Letting the kid fall down

If anybody has an excuse to be an overprotective mama, that would be me! It only took me six years’ worth of specialists with two in-vitro treatments, an emergency c-section and a two-week NICU stay to bring this kid home. My husband passed away, I was almost killed by a drunk driver after he t-boned my SUV missing my door by an inch, I’m 44 years old, can’t have babies anymore nor do I have anybody to make them with, and I haven’t found a bubble big enough for the kid on Amazon.


This kid comes from two people who grew up under completely different circumstances, but who were very strong-willed, independent, inquisitive, always going a mile further, always finding out by themselves what the fuss was really about.


Soon after I was born, I became gravely ill and it took a while for me to come out of the woods.
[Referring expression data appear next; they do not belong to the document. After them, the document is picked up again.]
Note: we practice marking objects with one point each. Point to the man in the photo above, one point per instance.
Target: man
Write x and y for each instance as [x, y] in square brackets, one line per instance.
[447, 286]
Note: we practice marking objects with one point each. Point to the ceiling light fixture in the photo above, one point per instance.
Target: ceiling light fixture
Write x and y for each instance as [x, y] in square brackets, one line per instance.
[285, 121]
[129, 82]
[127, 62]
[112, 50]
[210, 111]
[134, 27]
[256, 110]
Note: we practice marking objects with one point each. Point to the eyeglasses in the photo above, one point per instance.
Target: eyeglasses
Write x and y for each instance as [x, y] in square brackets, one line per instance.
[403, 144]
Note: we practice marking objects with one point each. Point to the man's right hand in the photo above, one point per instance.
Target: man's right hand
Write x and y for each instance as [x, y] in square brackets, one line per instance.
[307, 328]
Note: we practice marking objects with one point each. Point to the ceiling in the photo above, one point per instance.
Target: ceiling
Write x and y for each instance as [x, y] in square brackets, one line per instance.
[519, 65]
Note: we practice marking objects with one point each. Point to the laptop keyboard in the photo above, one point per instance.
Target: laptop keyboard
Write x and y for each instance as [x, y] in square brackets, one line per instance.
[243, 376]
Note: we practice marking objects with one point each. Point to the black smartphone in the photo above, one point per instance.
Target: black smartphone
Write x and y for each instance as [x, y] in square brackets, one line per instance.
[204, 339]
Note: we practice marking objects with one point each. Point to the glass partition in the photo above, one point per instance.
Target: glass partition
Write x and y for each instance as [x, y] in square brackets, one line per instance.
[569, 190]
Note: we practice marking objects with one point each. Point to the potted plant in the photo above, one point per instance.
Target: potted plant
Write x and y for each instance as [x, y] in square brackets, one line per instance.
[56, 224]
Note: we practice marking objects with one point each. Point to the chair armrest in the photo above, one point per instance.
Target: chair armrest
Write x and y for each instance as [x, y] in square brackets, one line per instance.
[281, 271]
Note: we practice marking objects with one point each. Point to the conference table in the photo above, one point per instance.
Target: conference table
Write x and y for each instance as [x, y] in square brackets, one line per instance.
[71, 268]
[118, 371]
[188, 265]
Most of my childhood was spent in and out the doctor’s office with either asthma attacks or whole body eczema flare-ups. Eventually my parents found out I was deaf on my left ear, a result of the gentamycin antibiotics I received while being sick as a baby. As I grew up, I managed to get away from the asthma, eczema, and my protective parents.


The husband on the other hand, was quite a healthy kid who was going around San Francisco in a bus at the age of 7, who was climbing trees, delivered the paper on his bike, and was as much of a rascal as any boy could’ve been at his age. He spent his summers at his grandparents’ place, where he was a free kid raising chickens, fishing and playing ball with the rest of the kids.


The excitement and the joy I had were sky high when we found out the baby we were having was a boy! A boy who would do everything I never did as a kid and then some! Husband on the other hand, couldn’t understand why I didn’t want a baby girl, a little princess. Because I wanted a boy who would get in the mud and play rough and just enjoy life the way I didn’t!


The baby was born and the baby became a kid. The kid found his voice and he found his will. Kid not only got our best traits, he also got both our brains, and I make sure he understands how well built he is. Not too long ago, I was fixing scrambled eggs for the kid when he asked why I kept telling him “you have great brains!” As I was cracking the egg I said “come and take a look at this egg, now imagine your dad is the white and I’m the yolk. You kid, are the scrambled egg, the best of us!”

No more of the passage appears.